Impossible Things Before Breakfast

A blog about having a baby, writing a book, and other impossible things.

Wednesday, August 23, 2006

Mothers, fathers, poets

I think I may have been a trifle optimistic in my diagnosis of the poetry situation. My brain IS still going like the clappers, but this week it seems to be entirely employed in making lists of what to take into hospital with me, what we still need to buy/acquire and how we are going to create the space for it all in a one bedroom flat, and what I want to write in my birth plan. There is very little scope for poetics in a birth plan, it turns out. Nothing that includes the words 'episiotomy', 'squatting' and 'artifically ruptured' can really aspire to be lyrical.

Interesting thoughts from Adrienne Rich in Of Woman Born:

Once in a while someone used to ask me, "Don't you ever write poems about your children?" The male poets of my generation did write poems about their children - especially their daughters. For me, poetry was where I lived as no-one's mother, where I existed as myself.

Although it was Rich's choice not to write about her children, this passage did remind me that, while no subject is verboten to the male poet, women who write about certain things (pregnancy, motherhood, domestic life, the female body) are condemned as being too limited, or too predictable, or just too damn GIRLY. If men get sappy about their children it is vaguely novel at worst, wondrous and transcendent at best, but if women do it it's redundant and boring - well of COURSE women love their children, duh. Or maybe you just have to be an exceptional poet to get away with it, whatever your gender.

Dear Babe, that sleepest cradled by my side,
Whose gentle breathings, heard in this deep calm,
Fill up the interspersed vacancies
And momentary pauses of the thought!
My babe so beautiful! it thrills my heart
With tender gladness, thus to look at thee


I love Frost at Midnight, but wouldn't we read these words slightly differently, more critically even, if Coleridge were a woman?

Or these from Waking with Russell by Don Paterson?

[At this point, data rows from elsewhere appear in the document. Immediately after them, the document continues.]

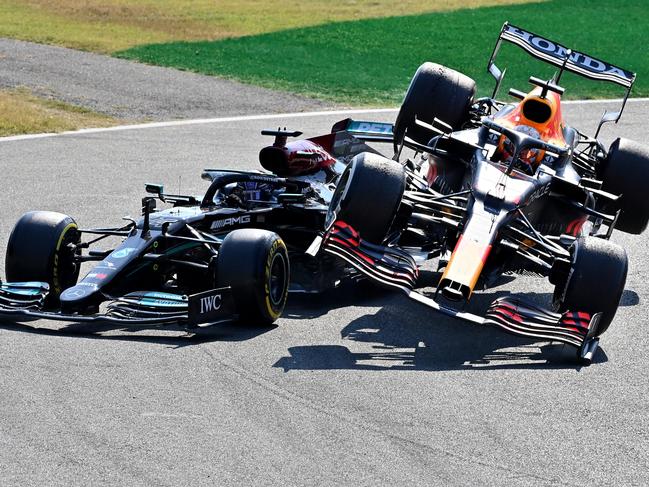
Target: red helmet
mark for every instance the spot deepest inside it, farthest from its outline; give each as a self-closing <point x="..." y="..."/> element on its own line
<point x="537" y="116"/>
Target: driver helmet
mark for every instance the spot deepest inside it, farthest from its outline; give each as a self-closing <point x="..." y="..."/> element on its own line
<point x="537" y="116"/>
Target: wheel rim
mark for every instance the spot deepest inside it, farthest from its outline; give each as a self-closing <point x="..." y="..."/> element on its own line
<point x="277" y="279"/>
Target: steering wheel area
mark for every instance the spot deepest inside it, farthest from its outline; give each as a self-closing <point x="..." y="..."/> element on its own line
<point x="523" y="143"/>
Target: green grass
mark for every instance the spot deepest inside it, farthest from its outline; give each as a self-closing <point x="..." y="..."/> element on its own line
<point x="370" y="62"/>
<point x="23" y="113"/>
<point x="111" y="25"/>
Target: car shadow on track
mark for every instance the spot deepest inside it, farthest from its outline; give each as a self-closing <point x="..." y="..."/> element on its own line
<point x="170" y="335"/>
<point x="403" y="335"/>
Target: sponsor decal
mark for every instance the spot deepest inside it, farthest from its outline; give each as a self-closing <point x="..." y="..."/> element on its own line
<point x="122" y="253"/>
<point x="210" y="303"/>
<point x="577" y="61"/>
<point x="264" y="179"/>
<point x="97" y="275"/>
<point x="88" y="284"/>
<point x="371" y="127"/>
<point x="228" y="222"/>
<point x="74" y="293"/>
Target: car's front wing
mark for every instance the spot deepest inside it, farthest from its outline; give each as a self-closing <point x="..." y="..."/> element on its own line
<point x="392" y="268"/>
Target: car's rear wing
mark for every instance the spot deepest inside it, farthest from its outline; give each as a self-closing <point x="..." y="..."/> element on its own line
<point x="566" y="60"/>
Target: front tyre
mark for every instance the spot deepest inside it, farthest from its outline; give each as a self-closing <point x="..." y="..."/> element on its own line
<point x="254" y="263"/>
<point x="435" y="91"/>
<point x="368" y="195"/>
<point x="596" y="280"/>
<point x="41" y="248"/>
<point x="626" y="172"/>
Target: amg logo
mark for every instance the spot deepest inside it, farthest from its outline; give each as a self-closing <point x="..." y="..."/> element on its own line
<point x="558" y="51"/>
<point x="235" y="220"/>
<point x="210" y="303"/>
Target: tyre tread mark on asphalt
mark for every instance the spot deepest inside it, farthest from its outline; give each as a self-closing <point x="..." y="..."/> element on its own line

Whatever the difference is, it all began
the day we woke up face-to-face like lovers
and his four-day-old smile dawned on him again,
possessed him, till it would not fall or waver;
and I pitched back not my old hard-pressed grin
but his own smile, or one I'd rediscovered.


I think I'd love these poems just as much if they were written by women, but then I don't think they could have been. There is, I believe, a reticence among women poets to engage with their children too directly or emotionally in their work, because they fear not being taken seriously. Was that at the back of Adrienne Rich's mind? Did she really want to be 'no-one's mother' in her poetry, or did she just perceive that in the eyes of the poetry establishment, being someone's mother lessened her?